Theoretisch sind einfache geometrische serifenlose Schriften Fonts wie geschaffen für die Einschränkungen des kleinsten digitalen Geräts. Ohne Serifendetails wirken sie einfacher und lassen sich möglicherweise besser verkleinern. Aber in den meisten Fällen sind geometrische serifenlose Schriften tatsächlich nur optisch geometrisch und nicht technisch, dank der Tricks der optischen Täuschungen, die bei der Schriftgestaltung im Spiel sind.

Während serifenlose Schriften als "moderne" Schriften angesehen werden, wissen wir von Designer , dass Serifen die Lesbarkeit fördern. In der digitalen Welt war dies von Anfang an eine Herausforderung: In den Anfängen von Tagen waren Georgia, Palatino und Times New Roman die einzigen drei verfügbaren Schriften, verglichen mit einer viel größeren Liste serifenloser Schriften, die sowohl für Mac als auch für PC verfügbar waren.

Restriktionen können Lösungen hervorbringen. Aber da die Bildschirme unserer mobilen Geräte immer mehr Pixel pro Quadratzentimeter aufweisen, ist es eigentlich nicht mehr notwendig, sich aus rein technischen Gründen an den Minimalismus im Markendesign zu halten.
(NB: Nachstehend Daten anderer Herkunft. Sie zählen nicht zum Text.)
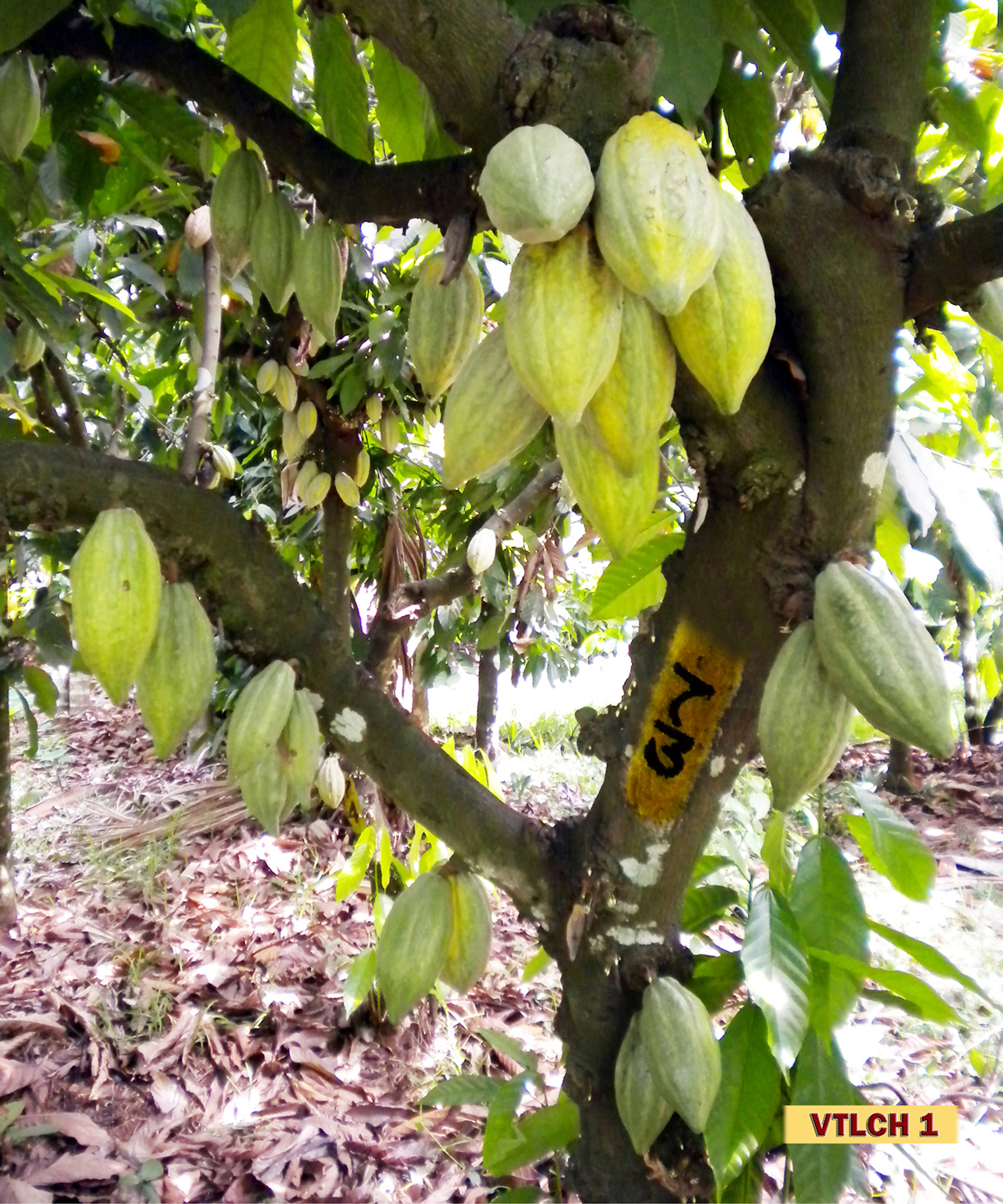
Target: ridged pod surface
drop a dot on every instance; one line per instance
(21, 105)
(259, 717)
(642, 1108)
(883, 658)
(116, 583)
(536, 183)
(630, 406)
(413, 943)
(317, 275)
(275, 235)
(658, 219)
(489, 416)
(563, 323)
(445, 323)
(239, 190)
(616, 503)
(683, 1054)
(724, 330)
(175, 684)
(805, 720)
(470, 947)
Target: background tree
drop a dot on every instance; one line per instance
(380, 117)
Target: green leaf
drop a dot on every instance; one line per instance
(400, 105)
(928, 957)
(693, 51)
(20, 21)
(777, 973)
(747, 1100)
(894, 847)
(359, 981)
(705, 905)
(830, 913)
(340, 87)
(262, 47)
(629, 586)
(900, 981)
(822, 1172)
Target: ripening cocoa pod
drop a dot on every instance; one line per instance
(330, 782)
(445, 324)
(275, 234)
(616, 503)
(413, 943)
(635, 400)
(470, 945)
(683, 1054)
(658, 216)
(882, 656)
(317, 275)
(536, 183)
(175, 684)
(489, 416)
(805, 720)
(563, 323)
(259, 717)
(116, 583)
(724, 330)
(21, 105)
(236, 195)
(642, 1108)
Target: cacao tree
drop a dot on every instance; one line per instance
(228, 228)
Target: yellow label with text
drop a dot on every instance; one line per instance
(912, 1125)
(695, 687)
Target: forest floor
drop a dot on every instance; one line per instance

Wir sollten mit der Technologie arbeiten und uns nicht von ihr leiten lassen.

In einem gesättigten Markt, in dem Marken ständig darum kämpfen, sich von anderen abzuheben, sollte man sich nicht durch technische Beschränkungen einschränken lassen (wenn es eigentlich gar keine gibt) oder sich von Designtrends abhängig machen.

Während die Sparmaßnahmen in den letzten neun Jahren ein passendes Konzept waren, hat sich die Wirtschaft erholt, und wir müssen weitermachen. Vielleicht ist es an der Zeit, eine neue Ära des Modernismus einzuläuten, mit viel mehr Raum für eine reichhaltigere Ausdrucksweise und lokalen Geschmack. Seien Sie mutig und bieten Sie Markendesignlösungen an, die ihren Zweck auf einzigartige Weise erfüllen.

Geschrieben von unseren Freunden Maarten van Disseldorp und Graham Sturt bei VBAT.